A – You might – but on a long flight with the sun streaming in through the windows mid-day, sun exposure is a credible risk that has been affecting pilots for years. The New York Times has reported on some of the abnormally high cancer rates  pilots on longer routes have experienced.

We know that airplane windows are typically made of polycarbonate plastic or layered composite glass.While there is negligible transmission of UVB rays through plastic and glass windshields, UVA transmission through these windows is significant.”

It is thought that the heavy amount of light transmitting through airplane windows contain potentially-harmful UVA rays.

Why should you care? Well, though you won’t necessarily get a sunburn since that’s caused primarily by UVB radiation, UVA rays penetrate the deeper layers of skin and are known to cause photoaging (sun spots and wrinkling).

When you are flying at 33,000 feet one of the most remarkable characteristics of your flight is that you are, quite literally, flying above the atmosphere. But you are closer to the ozone layer by about six miles. You are that much closer to the sun so we can hopefully agree that the sun’s rays are, at that altitude, considerably more powerful. Added to that, is the fact thatyou are flying above weather- above clouds, that serve to filter some of the harmful rays from the sun .

The bottom line appears to be that flying long distances, particularly in an aisle seat with the shades left open, your exposure to UVA rays can contribute to the development of skin cancer. 

And since you’re closer to the ozone layer — almost six miles closer to be more exact — the sun’s rays are simply more powerful. Plus, extended exposure to UVA rays can contribute to the development of skin cancers.

The Journal of the American Medical Association reported that the plane’s windows stopped about 99% of UVB rays, but only about half of UVA rays. That means about an hour of exposure on a plane is the equivalent of 20 minutes in a tanning bed. And, according to, there is no safe amount of time you should spend in a tanning bed.

We will continue to suggest that clients flying in a window seat on any flight of three hours or longer, apply protective amounts of high-quality suinscreen while keeping the window shades down as much as possible. It just makes sense. Family and friends in adjoining seats may want to do the same as UVA rays penetrate the aircraft’s structure. 

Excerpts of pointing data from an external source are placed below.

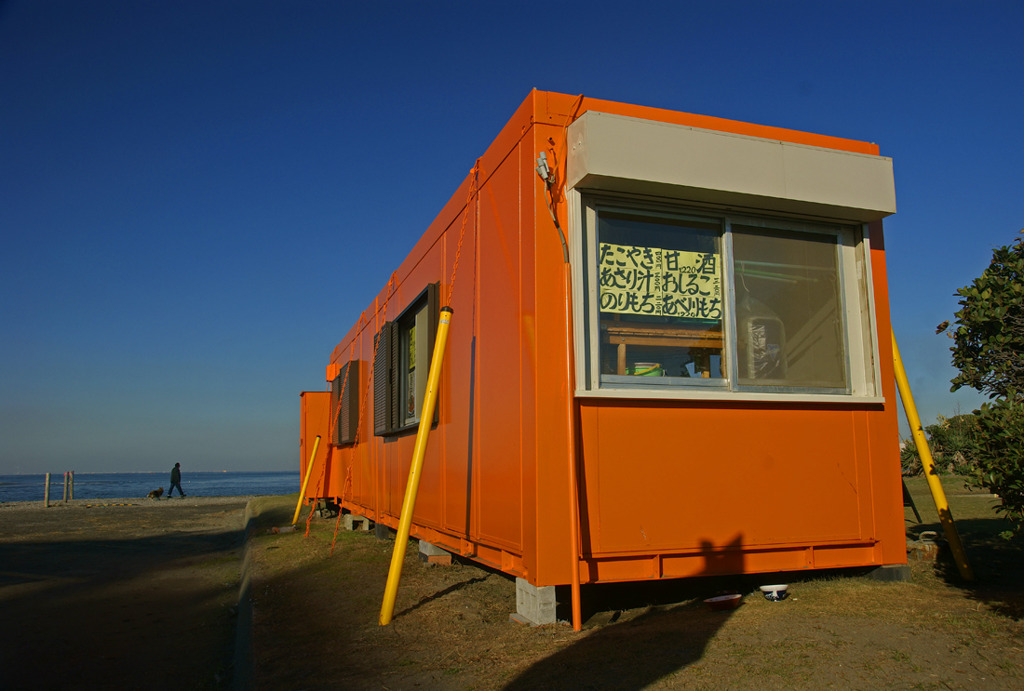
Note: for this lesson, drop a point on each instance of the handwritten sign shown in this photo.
(655, 282)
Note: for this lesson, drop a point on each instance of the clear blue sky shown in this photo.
(199, 198)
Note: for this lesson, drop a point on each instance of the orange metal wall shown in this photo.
(314, 420)
(728, 487)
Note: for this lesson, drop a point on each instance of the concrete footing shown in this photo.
(353, 522)
(536, 606)
(891, 572)
(432, 554)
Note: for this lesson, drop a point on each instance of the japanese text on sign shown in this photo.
(663, 283)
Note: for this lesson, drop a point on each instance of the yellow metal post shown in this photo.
(305, 481)
(945, 516)
(413, 484)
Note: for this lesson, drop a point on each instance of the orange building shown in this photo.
(687, 374)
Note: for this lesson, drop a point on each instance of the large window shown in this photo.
(678, 300)
(401, 363)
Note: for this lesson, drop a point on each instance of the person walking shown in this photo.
(175, 480)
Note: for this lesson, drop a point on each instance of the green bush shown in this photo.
(952, 442)
(999, 459)
(988, 351)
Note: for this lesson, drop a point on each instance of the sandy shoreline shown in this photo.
(99, 590)
(126, 502)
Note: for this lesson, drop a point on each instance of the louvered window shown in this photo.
(345, 403)
(401, 361)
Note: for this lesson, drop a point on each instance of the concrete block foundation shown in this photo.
(536, 606)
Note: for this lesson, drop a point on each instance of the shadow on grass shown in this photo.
(637, 652)
(997, 563)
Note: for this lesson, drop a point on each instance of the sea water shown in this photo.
(120, 485)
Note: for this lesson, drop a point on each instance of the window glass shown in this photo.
(678, 299)
(660, 300)
(415, 364)
(788, 311)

We are not suggesting a full face two-inch lather of protective cream – just the same amount you might apply for a few hours At the beach. If you ever run into any professional pilots you may want to see what they have to say on the subject and the steps they take,m with so much window exposure, to protect themselves. 

We will know we are making progress when Business and First Class Amenity Kits start containing small tubes of sunscreen.